Ausência de diálogo e de afecto compensada com a satisfação dos caprichos

A realidade é esta: cada vez são mais visíveis os casos em que os filhos, desde tenra idade até à adolescência, agridem os seus pais. Um fenómeno que na sociedade é transversal e que pode prenunciar "um cocktail explosivo". Este foi um dos temas debatidos no 3.º Encontro Técnico da CrescerSer, no Porto, desta vez subordinado à máxima, "Eu falo contigo. Fala comigo".

É, pois, a falta de comunicação entre pais e filhos que preocupa os especialistas, para quem os progenitores se demitem das suas funções de educadores, imputando à escola essa responsabilidade. Acresce que, em casa, a autoridade marca ausência, ou revela-se pouco consistente, ou seja, incongruente. Inclusive, nas relações disfuncionais os papéis dos pais e dos filhos chegam a inverter-se.
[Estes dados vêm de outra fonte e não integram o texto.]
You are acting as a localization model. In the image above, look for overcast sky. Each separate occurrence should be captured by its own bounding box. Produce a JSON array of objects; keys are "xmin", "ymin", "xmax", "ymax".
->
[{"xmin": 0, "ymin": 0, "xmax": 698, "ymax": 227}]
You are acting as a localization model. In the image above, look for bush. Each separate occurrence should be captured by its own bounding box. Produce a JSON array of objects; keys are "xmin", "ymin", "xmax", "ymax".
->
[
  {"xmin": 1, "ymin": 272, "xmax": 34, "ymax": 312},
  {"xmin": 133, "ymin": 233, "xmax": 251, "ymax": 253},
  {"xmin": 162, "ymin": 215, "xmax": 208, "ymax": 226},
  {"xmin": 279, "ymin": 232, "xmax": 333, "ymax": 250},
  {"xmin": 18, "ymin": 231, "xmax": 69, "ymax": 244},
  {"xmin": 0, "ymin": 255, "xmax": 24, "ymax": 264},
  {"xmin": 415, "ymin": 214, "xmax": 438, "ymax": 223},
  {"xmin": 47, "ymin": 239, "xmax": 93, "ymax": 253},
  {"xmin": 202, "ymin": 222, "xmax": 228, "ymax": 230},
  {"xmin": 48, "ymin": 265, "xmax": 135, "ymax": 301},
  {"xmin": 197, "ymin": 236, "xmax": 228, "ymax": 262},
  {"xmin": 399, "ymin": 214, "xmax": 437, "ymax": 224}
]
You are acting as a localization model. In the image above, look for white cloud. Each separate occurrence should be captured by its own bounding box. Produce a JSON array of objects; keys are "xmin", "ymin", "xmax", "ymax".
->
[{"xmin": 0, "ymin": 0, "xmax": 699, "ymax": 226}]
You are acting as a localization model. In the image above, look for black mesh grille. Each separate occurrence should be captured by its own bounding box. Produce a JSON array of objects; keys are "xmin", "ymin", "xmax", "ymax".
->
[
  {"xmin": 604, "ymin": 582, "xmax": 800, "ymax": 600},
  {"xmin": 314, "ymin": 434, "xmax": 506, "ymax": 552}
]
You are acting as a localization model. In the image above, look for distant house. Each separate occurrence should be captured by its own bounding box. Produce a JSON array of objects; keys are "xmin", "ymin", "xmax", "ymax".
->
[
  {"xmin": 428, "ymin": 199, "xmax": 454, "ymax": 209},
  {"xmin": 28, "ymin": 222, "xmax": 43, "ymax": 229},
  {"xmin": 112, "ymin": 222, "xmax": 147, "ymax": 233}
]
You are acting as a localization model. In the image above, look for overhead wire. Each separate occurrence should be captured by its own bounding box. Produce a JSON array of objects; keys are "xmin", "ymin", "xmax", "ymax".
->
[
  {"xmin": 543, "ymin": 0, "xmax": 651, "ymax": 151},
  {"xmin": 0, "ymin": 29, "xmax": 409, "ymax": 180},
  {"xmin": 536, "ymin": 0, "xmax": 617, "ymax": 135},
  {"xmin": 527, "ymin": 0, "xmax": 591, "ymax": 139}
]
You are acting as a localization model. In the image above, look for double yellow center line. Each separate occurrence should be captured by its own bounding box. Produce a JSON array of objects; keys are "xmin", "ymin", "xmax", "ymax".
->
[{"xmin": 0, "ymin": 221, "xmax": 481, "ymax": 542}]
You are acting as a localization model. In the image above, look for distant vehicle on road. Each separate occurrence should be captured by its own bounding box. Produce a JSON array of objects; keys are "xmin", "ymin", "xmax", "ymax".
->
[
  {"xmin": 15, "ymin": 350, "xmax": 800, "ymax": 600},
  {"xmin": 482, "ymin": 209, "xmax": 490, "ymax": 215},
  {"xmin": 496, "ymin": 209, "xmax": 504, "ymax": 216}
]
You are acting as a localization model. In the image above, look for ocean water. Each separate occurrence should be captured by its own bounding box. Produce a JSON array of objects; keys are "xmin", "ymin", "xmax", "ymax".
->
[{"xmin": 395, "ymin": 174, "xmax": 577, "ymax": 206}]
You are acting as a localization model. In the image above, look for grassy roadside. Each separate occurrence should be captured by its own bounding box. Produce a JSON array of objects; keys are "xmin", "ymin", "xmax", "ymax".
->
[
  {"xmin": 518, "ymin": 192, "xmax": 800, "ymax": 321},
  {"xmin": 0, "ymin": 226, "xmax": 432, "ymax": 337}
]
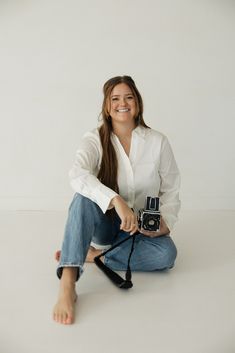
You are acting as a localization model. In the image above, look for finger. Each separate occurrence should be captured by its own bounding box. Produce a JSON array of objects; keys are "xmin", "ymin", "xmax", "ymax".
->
[
  {"xmin": 149, "ymin": 232, "xmax": 158, "ymax": 237},
  {"xmin": 130, "ymin": 224, "xmax": 138, "ymax": 235},
  {"xmin": 124, "ymin": 218, "xmax": 137, "ymax": 232},
  {"xmin": 124, "ymin": 222, "xmax": 134, "ymax": 231},
  {"xmin": 120, "ymin": 218, "xmax": 127, "ymax": 230},
  {"xmin": 128, "ymin": 223, "xmax": 137, "ymax": 233},
  {"xmin": 123, "ymin": 223, "xmax": 132, "ymax": 232},
  {"xmin": 121, "ymin": 215, "xmax": 133, "ymax": 229},
  {"xmin": 121, "ymin": 222, "xmax": 133, "ymax": 231},
  {"xmin": 130, "ymin": 219, "xmax": 138, "ymax": 233},
  {"xmin": 139, "ymin": 229, "xmax": 157, "ymax": 237}
]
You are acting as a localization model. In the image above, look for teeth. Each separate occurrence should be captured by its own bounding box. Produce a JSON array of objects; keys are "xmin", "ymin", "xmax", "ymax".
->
[{"xmin": 117, "ymin": 109, "xmax": 129, "ymax": 112}]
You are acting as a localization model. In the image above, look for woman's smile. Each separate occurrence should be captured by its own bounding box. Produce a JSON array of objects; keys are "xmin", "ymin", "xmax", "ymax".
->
[{"xmin": 116, "ymin": 108, "xmax": 130, "ymax": 113}]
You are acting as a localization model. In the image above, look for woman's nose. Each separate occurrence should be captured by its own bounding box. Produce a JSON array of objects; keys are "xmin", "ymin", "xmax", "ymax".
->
[{"xmin": 119, "ymin": 97, "xmax": 127, "ymax": 105}]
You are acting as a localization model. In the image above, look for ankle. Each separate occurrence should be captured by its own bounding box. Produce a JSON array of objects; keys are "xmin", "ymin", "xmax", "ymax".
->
[{"xmin": 61, "ymin": 267, "xmax": 78, "ymax": 285}]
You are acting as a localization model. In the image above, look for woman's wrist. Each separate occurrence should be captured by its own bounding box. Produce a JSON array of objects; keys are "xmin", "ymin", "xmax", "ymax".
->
[{"xmin": 110, "ymin": 195, "xmax": 122, "ymax": 207}]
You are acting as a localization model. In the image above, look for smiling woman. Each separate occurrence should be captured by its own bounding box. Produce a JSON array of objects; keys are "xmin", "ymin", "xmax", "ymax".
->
[
  {"xmin": 97, "ymin": 76, "xmax": 149, "ymax": 192},
  {"xmin": 53, "ymin": 75, "xmax": 181, "ymax": 325},
  {"xmin": 109, "ymin": 83, "xmax": 136, "ymax": 125}
]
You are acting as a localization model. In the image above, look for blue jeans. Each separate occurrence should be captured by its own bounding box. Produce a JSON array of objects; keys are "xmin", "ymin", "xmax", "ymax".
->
[{"xmin": 57, "ymin": 193, "xmax": 177, "ymax": 281}]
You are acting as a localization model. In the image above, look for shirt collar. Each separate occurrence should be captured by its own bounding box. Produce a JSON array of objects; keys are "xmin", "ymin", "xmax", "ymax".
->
[
  {"xmin": 132, "ymin": 125, "xmax": 147, "ymax": 139},
  {"xmin": 111, "ymin": 125, "xmax": 148, "ymax": 140}
]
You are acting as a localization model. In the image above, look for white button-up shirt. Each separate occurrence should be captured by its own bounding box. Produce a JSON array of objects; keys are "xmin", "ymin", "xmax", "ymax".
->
[{"xmin": 69, "ymin": 125, "xmax": 181, "ymax": 231}]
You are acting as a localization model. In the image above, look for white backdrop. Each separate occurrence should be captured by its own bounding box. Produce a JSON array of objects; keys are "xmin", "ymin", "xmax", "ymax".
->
[{"xmin": 0, "ymin": 0, "xmax": 234, "ymax": 211}]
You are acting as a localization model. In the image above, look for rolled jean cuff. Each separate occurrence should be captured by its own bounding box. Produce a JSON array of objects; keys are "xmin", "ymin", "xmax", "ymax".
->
[
  {"xmin": 56, "ymin": 264, "xmax": 84, "ymax": 282},
  {"xmin": 90, "ymin": 241, "xmax": 112, "ymax": 250}
]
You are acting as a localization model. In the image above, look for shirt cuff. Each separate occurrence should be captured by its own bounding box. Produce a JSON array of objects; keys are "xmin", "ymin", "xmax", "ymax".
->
[{"xmin": 91, "ymin": 186, "xmax": 118, "ymax": 213}]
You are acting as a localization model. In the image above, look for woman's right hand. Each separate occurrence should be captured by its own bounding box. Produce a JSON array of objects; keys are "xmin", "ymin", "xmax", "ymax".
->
[{"xmin": 110, "ymin": 195, "xmax": 138, "ymax": 235}]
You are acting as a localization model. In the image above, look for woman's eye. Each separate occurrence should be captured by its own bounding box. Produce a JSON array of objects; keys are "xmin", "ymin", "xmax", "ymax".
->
[
  {"xmin": 112, "ymin": 98, "xmax": 118, "ymax": 101},
  {"xmin": 127, "ymin": 96, "xmax": 133, "ymax": 99}
]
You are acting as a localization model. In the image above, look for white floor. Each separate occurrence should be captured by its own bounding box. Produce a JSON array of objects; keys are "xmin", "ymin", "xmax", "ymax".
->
[{"xmin": 0, "ymin": 210, "xmax": 234, "ymax": 353}]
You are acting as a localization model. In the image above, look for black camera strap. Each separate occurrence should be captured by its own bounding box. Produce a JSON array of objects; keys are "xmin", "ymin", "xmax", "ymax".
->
[{"xmin": 94, "ymin": 233, "xmax": 136, "ymax": 289}]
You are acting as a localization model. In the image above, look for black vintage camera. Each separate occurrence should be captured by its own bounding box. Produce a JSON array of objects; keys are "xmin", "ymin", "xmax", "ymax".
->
[{"xmin": 137, "ymin": 196, "xmax": 161, "ymax": 232}]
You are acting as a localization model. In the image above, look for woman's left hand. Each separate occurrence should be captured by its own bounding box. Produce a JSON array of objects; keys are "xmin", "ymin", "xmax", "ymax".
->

João Belchior, um dos participantes no encontro, serviu-se das funções que exerce como director do Colégio do Barão de Nova Sintra, da Santa Casa da Misericórdia do Porto, para afirmar que "falamos muito e comunicamos pouco". Ao DN, disse ser preciso haver duas realidades que desembocam no mesmo desfecho: filhos mal amados (por excesso ou defeito) e ausência de regras. Assim, "estamos a criar ditadores que, quando novos, toda a gente acha graça", conotando os maus tratos com a forte personalidade da criança.

Depois, em jeito de compensação pela inexistência de diálogo, os pais cedem aos caprichos dos filhos. É o consumismo, a rápida satisfação dos pedidos. Ora, este imediatismo "vai minando o processo educativo. Hoje, nada dá trabalho. Nem é preciso uma alavanca para abrir e fechar os vidros do carro", ilustrou João Belchior.

No entender deste técnico, proliferam os bodes expiatórios. Por exemplo, a falta de tempo. Porém, o mesmo não sucede na altura dos adultos acompanharem jogos de futebol, tão-pouco quando invadem os centros comerciais.

Neste sentido, acentuou o director do colégio de crianças carenciadas, "o facilitismo reflecte-se nas emoções". Na era da comunicação, disse, "nunca estivemos tão sós. Fala--se com o vizinho através da Net". Urge, assim, "criar um equilíbrio, resgatar o bom-senso". Daí os participantes neste encontro defenderem uma lógica de permuta de mais-valias e de conhecimentos entre instituições. Ou seja, uma colaboração mais orgânica em que a família esteja presente, mesmo na escola.

As contradições são muitas. Em um colégio de crianças carenciadas, "os jovens usam telemóveis topo de gama, superiores ao do director".